GBO-3 sets out a number of elements that could be considered in a future strategy to reduce biodiversity loss, and avoid the worst impacts of the scenarios analyzed in the Outlook. It is likely to form the basis of discussion of the strategic plan currently being considered for the next decade of the Convention on Biological Diversity, and due to be agreed at the 10th meeting of the Conference of Parties to the CBD in Nagoya, Japan, in October 2010. The elements include:
  • Continued and intensified direct intervention to reduce loss of biodiversity, for example through expanding and strengthening protected areas, and programmes targeted at vulnerable species and habitats;
  • Continued and intensified measures to reduce the direct pressures on biodiversity, such as preventing nutrient pollution, cutting off the pathways for introduction of alien invasive species, and introducing more sustainable practices in fisheries, forestry and agriculture;
  • Much greater efficiency in the use of land, energy, fresh water and materials to meet growing demand from a rising and more prosperous population;
  • Use of market incentives, and avoidance of perverse subsidies, to minimize unsustainable resource use and wasteful consumption;
  • Strategic planning to reconcile development with the conservation of biodiversity and the maintenance of the multiple services provided by the ecosystems it underpins;
  • Restoration of ecosystems to safeguard essential services to human societies, while recognizing that protecting existing ecosystems is generally much more cost-effective than allowing them to degrade in the first place;
  • Ensuring that the benefits arising from the use of and access to genetic resources and associated traditional knowledge, for example through the development of drugs and cosmetics, are equitably shared with the countries and cultures from which they are obtained;
  • Communication, education and awareness-raising to ensure that as far as possible, everyone understands the value of biodiversity and what steps they can take to protect it, including through changes in personal consumption and behavior.

Notes:

1. Global Biodiversity Outlook 3 (GBO-3), like its two predecessors published in four-yearly intervals since 2002, results from a decision of the Conference of Parties to the CBD (see Note 2 below). It is the product of close collaboration between the Secretariat of the CBD and the United Nations Environment Programme’s World Conservation Monitoring Centre (UNEP-WCMC).

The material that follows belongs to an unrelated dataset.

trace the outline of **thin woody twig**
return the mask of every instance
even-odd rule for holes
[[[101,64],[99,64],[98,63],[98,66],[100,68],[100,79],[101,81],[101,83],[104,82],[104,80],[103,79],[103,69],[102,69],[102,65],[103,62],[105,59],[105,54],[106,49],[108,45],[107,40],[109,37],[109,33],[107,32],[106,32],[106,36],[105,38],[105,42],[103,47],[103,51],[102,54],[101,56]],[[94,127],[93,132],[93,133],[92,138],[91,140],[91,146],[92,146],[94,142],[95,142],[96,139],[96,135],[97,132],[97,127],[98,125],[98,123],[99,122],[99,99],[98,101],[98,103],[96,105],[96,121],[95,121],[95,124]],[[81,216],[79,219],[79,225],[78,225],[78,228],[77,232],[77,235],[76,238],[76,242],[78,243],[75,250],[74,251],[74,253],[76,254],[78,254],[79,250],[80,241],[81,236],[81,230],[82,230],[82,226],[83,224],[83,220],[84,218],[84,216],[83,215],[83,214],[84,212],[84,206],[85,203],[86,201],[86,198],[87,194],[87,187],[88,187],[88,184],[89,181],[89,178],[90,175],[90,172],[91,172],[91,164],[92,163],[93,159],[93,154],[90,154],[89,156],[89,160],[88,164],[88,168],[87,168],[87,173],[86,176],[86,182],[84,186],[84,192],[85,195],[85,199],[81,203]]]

The Outlook has been produced according to a transparent, rigorous process of review. Two separate drafts were made available for review via the Internet during 2009, and comments from some 200 reviewers were considered. The whole production has been supervised by an Advisory Group, and the second draft was subjected to scientific review by a panel comprising leading scientists from governments, inter-governmental bodies and non-governmental organizations. The principal sources on which GBO-3 is based include:
  • An analysis of the current status and trends of biodiversity, carried out by the Biodiversity Indicators Partnership, a network of organizations coordinated by UNEP-WCMC;
  • A study of scenarios and models regarding biodiversity in the 21st Century, involving a wide range of scientists under the auspices of the Diversitas network and UNEP-WCMC. This study, “Biodiversity Scenarios: Projections of 21st Century Change in Biodiversity and Associated Ecosystem Services” has also been launched on 10 May and is available at www.cbd.int/gbo3;
  • Some 500 peer-reviewed scientific journal articles and assessments from inter-governmental and non-governmental bodies reviewed for the Outlook;
  • 110 national reports on biodiversity submitted by governments to the CBD.
The publication of GBO-3 was enabled by financial contributions from Canada, the European Union, Germany, Japan, Spain and the United Kingdom, as well as UNEP.